The pursuit of sadness
Have you ever experienced such a feeling that by each passing moment it feels like something is terribly missing? Something isn’t right. Have you ever faced this miserable –sinful feeling that everyone around you is in a situation just because of you.
I am in such a phase for the past few days. I know I am committing a crime. It’s only my musing power that has gone beyond its acceptable limit and is the culprit of my pitiful condition. I prefer to remain silent, full of self guilt, confused, in a state of emptiness, hopelessness.. ..Simply sad (you can imagine any bollywood movie scene) losing my beautiful life’s battle to my worries and fear. It’s so easy to fall into feelings of despair.
Why am I like this…One day I am so cheerful and happy like a sunshine, the other day sad, crying, despair ? (cut short chinta mani)
Sadness and happiness are two relative words (oh come on everybody knows this, what’s new?) .We , homosapiens! Always try to protect ourselves from sadness, run away from the things that have the potential to hit back at us, make us feel as if we are powerless to change these circumstances. It’s an irony; we worry and fear for things that make us happy. We remain in doubt whether they will happen. Why don’t we simply make them happen?
It’s our time, It’s our life, we can do what we like, for the price of a smile, why do we cry?

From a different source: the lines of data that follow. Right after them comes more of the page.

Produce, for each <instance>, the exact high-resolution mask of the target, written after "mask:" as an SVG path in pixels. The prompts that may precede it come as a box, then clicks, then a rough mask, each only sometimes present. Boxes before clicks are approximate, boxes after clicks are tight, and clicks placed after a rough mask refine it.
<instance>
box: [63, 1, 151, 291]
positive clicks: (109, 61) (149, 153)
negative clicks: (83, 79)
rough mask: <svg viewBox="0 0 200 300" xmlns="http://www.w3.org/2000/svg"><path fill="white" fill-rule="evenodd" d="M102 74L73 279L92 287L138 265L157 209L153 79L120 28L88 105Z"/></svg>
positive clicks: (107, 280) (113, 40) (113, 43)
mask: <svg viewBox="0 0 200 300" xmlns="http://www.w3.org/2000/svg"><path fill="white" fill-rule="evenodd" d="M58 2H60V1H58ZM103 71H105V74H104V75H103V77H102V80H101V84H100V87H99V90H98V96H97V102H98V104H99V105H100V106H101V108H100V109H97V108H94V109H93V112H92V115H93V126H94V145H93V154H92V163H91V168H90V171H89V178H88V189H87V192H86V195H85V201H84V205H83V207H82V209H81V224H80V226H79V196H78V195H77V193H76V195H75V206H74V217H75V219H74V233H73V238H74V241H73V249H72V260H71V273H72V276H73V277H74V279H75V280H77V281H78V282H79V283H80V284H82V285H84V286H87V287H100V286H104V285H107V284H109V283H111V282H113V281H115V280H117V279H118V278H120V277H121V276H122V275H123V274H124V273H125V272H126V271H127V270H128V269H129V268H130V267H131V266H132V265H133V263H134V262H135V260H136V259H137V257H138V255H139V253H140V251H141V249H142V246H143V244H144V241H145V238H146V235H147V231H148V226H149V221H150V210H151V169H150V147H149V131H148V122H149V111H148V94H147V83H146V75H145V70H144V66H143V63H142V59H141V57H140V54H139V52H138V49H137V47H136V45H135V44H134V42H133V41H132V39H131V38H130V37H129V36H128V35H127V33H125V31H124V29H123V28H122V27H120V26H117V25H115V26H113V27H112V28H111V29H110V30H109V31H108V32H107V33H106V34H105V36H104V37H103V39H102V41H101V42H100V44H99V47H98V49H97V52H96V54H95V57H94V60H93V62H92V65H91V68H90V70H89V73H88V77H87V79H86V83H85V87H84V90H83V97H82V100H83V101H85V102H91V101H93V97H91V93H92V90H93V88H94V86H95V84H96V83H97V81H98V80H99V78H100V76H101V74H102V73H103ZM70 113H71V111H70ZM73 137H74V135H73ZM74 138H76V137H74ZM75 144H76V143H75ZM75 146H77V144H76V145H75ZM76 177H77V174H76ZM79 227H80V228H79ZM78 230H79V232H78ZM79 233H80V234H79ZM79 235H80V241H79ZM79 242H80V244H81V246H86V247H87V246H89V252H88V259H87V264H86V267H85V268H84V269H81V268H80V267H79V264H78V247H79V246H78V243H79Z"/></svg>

“You cannot protect yourself from sadness without protecting yourself from happiness.”
I love drama. I am in love with life and have full of emotions. I am a genius of sadness, can immerse myself deeply into it, can separate numerous strands. I am a prism through which sadness could be divided into its infinite spectrum. I am sad; at times I am like this.
Am I sad? Am I in pain? Yes I am. I should be rather grateful, I feel alive . Else , its just work all day, moving from one task to the other . I should be happy, I am alive as a human not a machine. I got a reason to celebrate myself and take a break.
Life is a perfect balance. (Thee has designed it like this way, and how come He can go wrong!) There are two beams which depict two phases of our life in a cyclic way. At a given point of time, only one is heavier.
As per my observations (I haven’t lived even half of average life boosted by experts) One beam is for feelings of joy, confidence, strong self esteem and feeling on cloud 9. Another beam is for despair, a lack of finding meaning/answer/purpose of life. Sometimes walking back home I realize how miraculous is the feeling of being alive and blessed with what a wonderful gift –Life , the most undefined , unwritten , unpredicted and unknown. There are days when the same path let me wonder about the disasters in an instant ! Money, health, relationships, friends everything (surprisingly, they all go off track together) act like a black hole; pulling me to their indefinite depth and making me lost to nowhere.
In midst of such circumstances we curse God, ‘where is HE while all this is happening to me? ‘ How many of us have actually got the answer ? The same beautiful, precious Life seems to be a brutal struggle.
There is one more characteristic of Life – it’s uncertain. We often tend to forget this. It’s our mistake not His.
Sometimes we do not achieve what we set out to do, or something we have had or achieved is taken from us. When the world about us changes, particularly if it is sudden or dramatic, we must adapt to everything. The world is then not what we thought. We are not what we thought we were.. The old picture has been taken away, the old world we knew that gave us comfort is gone, there is no choice but to form a new world, a new picture of how we think things are.
Stay Happy , keep smilling 🙂
PS : “Don’t be ashamed to weep; ’tis right to grieve. Tears are only water, and flowers, trees, and fruit cannot grow without water. But there must be sunlight also. A wounded heart will heal in time, and when it does, the memory and love of our lost ones is sealed inside to comfort us.”